でも、分布形状が異なると累積確率カーブも違ってきますから、どんな確率分布かわかんないとサービスレベルに対する安全在庫を正確に計算することはできない。残念でした、、。

未練は捨てて、分布形状がわからないことを意識して、考えてみましょう。分布のパラメータは使えませんので、それに代わる手がかりを探してみましょう。

表1をじっと見てみます。どのようなメカニズムで需要が発生しているかを、、。月間受注数量は月に何件の注文があるか(受注件数/月)、注文ごとの数量(量/件)はいくつか、で決まります。いたって単純なメカニズムですね。受注件数もランダム、量/件もランダムとしましょう。

で、表1が実際のデータです。背後に受注件数の母集団と量/件の母集団があって、それから抜き取られたのが表1のデータだ、と考えます。受注件数と量/件は互いに独立で、それぞれの母集団は変わらないと仮定します。
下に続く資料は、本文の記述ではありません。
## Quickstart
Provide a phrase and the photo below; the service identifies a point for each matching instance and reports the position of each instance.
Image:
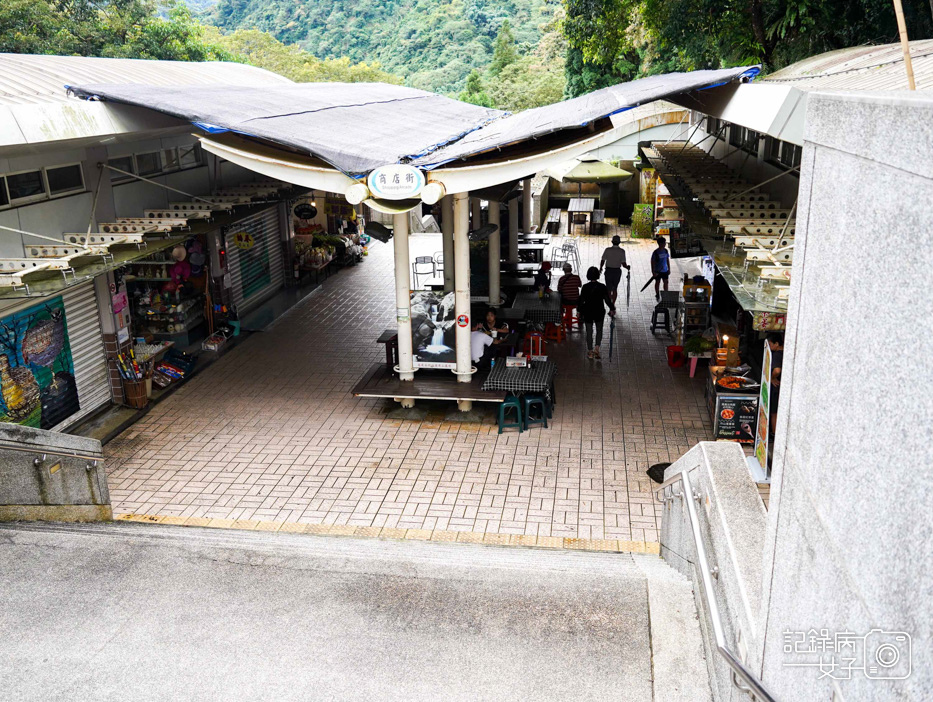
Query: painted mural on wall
(37, 381)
表1の1年間のデータから、例えば次の1年間の受注件数、量/件を推定してみます。受注件数はどうなるでしょうか。図2の受注件数の分布、件数ゼロが5回、1件が3回、、、というデータはそのまま維持することにします。しかし、受注案件の発生はランダムですので、発生順序はランダムだとします。

これを実現するためには、表1の3列目の12個のデータからランダムに抜き取り、それを12回繰り返し並べた数値が次の1年間(2年目)の受注件数の推定値と考えます。2年目の受注件数の分布は、1年目のそれとは異なりますが、数値は、0、1、2、3、4で、それ以外はありません。100年分のデータを取るとどうなるか。図2とほぼ同じ形状の分布となるでしょう。但し、度数は100倍になります。
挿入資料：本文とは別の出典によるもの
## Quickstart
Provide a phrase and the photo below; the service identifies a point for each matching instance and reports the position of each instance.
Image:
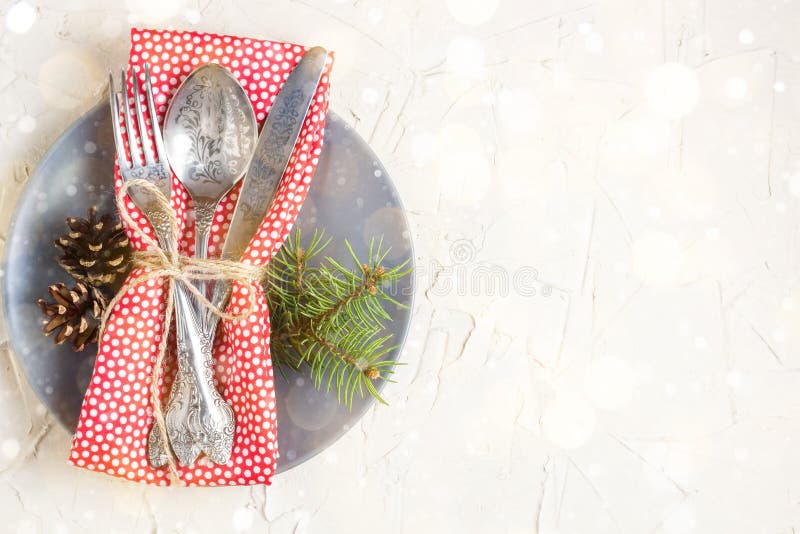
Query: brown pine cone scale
(96, 249)
(74, 314)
これって、何なの? 1年間の受注件数データから1,200回(12×100回)サンプリングしただけですので、サンプリング誤差も少なくなって、もともとのデータが再現された、だけの話じゃないの、ということですね。

なーんだ、といって、読むのをやめないでください。もう少し、お付き合いのほどを、、。

次に、量/件のデータを重ねていきます。受注件数ゼロでは受注数量もゼロです。計算する必要は有りません。受注件数1件ではどうなるか。このときの受注数量は図3の分布から、つまり7~13の15個のデータからランダムに1個の数値を抜き取ることになります。7~13以外の数値はありませんが、出現はランダムです。それを何回もやります。データ数15×100回で、1,500回としましょうか。で、受注数量の分布は? 受注件数の場合と同じで、受注件数1回の受注数量分布は、度数が100倍になるだけで、ほぼ図3と同じ。

またしても、なーんだ、といわれそうですね。

では、受注件数2件のときはどうなるか、考えてみます。表1の12月をみてください。受注件数は2件。量/件は7個と9個で、受注数量/月は16個。これは、7~13の15個の数値からランダムに2回抜き取り、それを加算したと考えます。これを繰り返します。1,500回にしましょう。2回抜き取り加算した数値を1,500個作る、でもいいですし、受注件数1件の1回抜取データ列に、もう1回抜き取ったデータを順に加えていってもいいと思います。

受注件数3件のときは、同様に3回抜き取った数値を合計した数値を1,500個作ります。つまり、受注件数と同じ回数だけ量/件のデータから抜き取って、合計した数値をあらかじめ決め抜取回数分、作ります。

図4に受注件数が1件~4件のときの受注数量の計算結果の棒グラフを示します。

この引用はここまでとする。